Apple’s audio codec creates Android security problem

In general, Android and Apple are two very separate brands and operating systems, but the two have now become so close that a security problem has arisen. That’s because of a weakness in ALAC. ALAC is the Apple Lossless Audio Codec. Here’s what that has to do with Android devices and what the status of this security issue is now.

ALAC

ALAC has been used by Apple since 2004 and it is purely intended to send audio over the Internet without losing any quality of music, which makes the quality of the audio significantly better than if it were not there. However, this Apple-brewed codec is also available in an open source version on Android and which the processors of Qualcomm and MediaTek use. However, they use a variant that dates back to 2011 and has not been updated since.

If there is a weakness in that Android ALAC, a faulty Android app can abuse it and, for example, gain access to data and the microphone of your smartphone. This allows such an app to listen in on your telephone conversations and ambient sounds.
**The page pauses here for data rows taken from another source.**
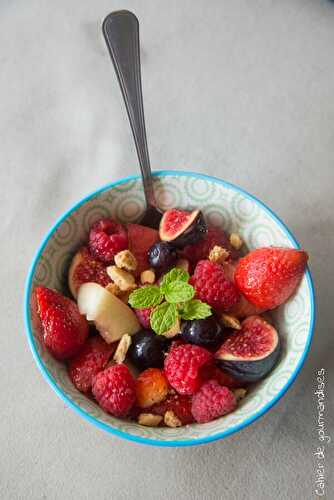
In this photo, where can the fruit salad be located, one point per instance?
(168, 327)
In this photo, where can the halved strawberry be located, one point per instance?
(64, 328)
(141, 238)
(269, 276)
(243, 307)
(85, 268)
(92, 358)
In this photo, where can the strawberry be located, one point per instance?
(64, 328)
(243, 307)
(269, 276)
(92, 359)
(141, 238)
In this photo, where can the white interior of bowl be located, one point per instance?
(223, 205)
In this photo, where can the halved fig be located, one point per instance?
(251, 353)
(85, 268)
(181, 227)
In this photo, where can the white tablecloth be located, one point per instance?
(239, 89)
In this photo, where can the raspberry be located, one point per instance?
(151, 387)
(201, 250)
(114, 389)
(212, 401)
(86, 269)
(64, 328)
(106, 239)
(182, 367)
(143, 316)
(92, 359)
(212, 286)
(177, 403)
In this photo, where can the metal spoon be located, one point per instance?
(121, 33)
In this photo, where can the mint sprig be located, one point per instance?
(147, 296)
(163, 317)
(170, 301)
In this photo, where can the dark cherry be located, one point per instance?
(162, 256)
(147, 350)
(204, 332)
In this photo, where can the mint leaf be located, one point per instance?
(178, 291)
(195, 309)
(175, 274)
(163, 317)
(147, 296)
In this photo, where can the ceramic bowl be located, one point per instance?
(223, 205)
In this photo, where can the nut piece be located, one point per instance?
(236, 241)
(147, 277)
(122, 349)
(171, 419)
(174, 330)
(149, 419)
(122, 278)
(230, 321)
(183, 264)
(218, 254)
(114, 289)
(126, 260)
(239, 394)
(124, 296)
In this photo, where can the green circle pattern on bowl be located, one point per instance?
(224, 206)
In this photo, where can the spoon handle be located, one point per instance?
(121, 33)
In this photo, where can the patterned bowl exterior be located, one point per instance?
(223, 205)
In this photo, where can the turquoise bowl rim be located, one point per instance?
(52, 382)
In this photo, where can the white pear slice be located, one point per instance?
(111, 316)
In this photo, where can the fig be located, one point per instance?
(85, 268)
(181, 227)
(251, 353)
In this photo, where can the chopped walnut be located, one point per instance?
(149, 419)
(218, 254)
(183, 264)
(122, 349)
(114, 289)
(174, 330)
(239, 394)
(236, 241)
(126, 260)
(171, 420)
(122, 278)
(147, 277)
(230, 321)
(124, 296)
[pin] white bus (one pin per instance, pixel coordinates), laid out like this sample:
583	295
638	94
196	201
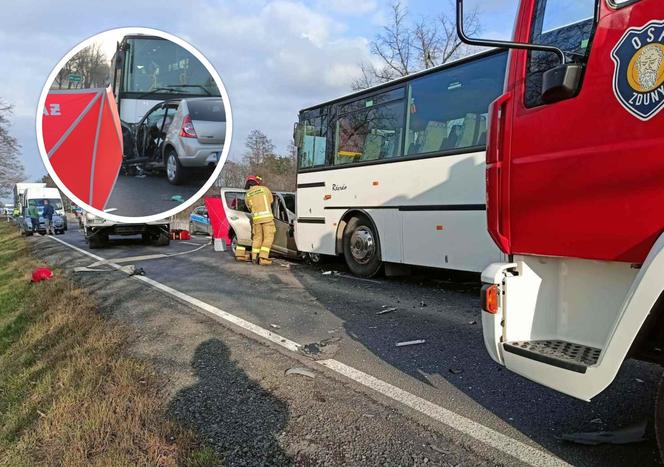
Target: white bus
395	174
147	70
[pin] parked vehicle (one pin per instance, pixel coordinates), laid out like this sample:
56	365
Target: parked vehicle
27	194
574	185
146	70
199	221
239	218
393	175
176	137
98	230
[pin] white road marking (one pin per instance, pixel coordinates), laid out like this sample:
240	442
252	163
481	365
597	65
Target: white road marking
503	443
128	259
493	438
244	324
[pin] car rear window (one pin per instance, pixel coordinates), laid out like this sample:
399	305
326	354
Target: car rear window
208	110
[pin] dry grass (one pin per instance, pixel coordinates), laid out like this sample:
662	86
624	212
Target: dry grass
69	393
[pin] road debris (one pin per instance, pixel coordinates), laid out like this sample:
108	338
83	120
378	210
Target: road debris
314	349
300	371
387	310
41	274
132	270
630	434
406	343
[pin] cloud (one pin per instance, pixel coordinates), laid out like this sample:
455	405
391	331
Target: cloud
275	57
350	7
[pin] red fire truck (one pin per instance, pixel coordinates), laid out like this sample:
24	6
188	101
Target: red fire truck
575	194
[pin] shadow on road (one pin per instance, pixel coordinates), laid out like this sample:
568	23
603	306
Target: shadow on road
443	310
232	412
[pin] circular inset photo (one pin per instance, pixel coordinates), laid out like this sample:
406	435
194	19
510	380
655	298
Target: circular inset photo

The weak is registered via Qualcomm under CVE-2021-30351, while MediaTek has registered CVE-2021-0674 and CVE-2021-0675 for this.

Weakness in Android

Check Point Research (CPR) has discovered the vulnerabilities and is now warning about the potential problems that could arise. After all, someone can remotely hear what you are saying or go through your media on your phone, but it is also not inconceivable that malware is executed or that the camera is used without the owner of the phone being aware of this. . The vulnerability is known as ‘ALHACK’ and would be present on at least two-thirds of all smartphones sold in 2021.

The question, of course, is: what now? After CPR notified Qualcomm and MediaTek, the companies created patches to address the issue. Those were already released in December 2021 by both Qualcomm and MediaTek, so you don’t have to worry about them anymore, as long as you keep your device up to date.

How do you feel about these chip makers using tech that hasn’t been updated in over a decade?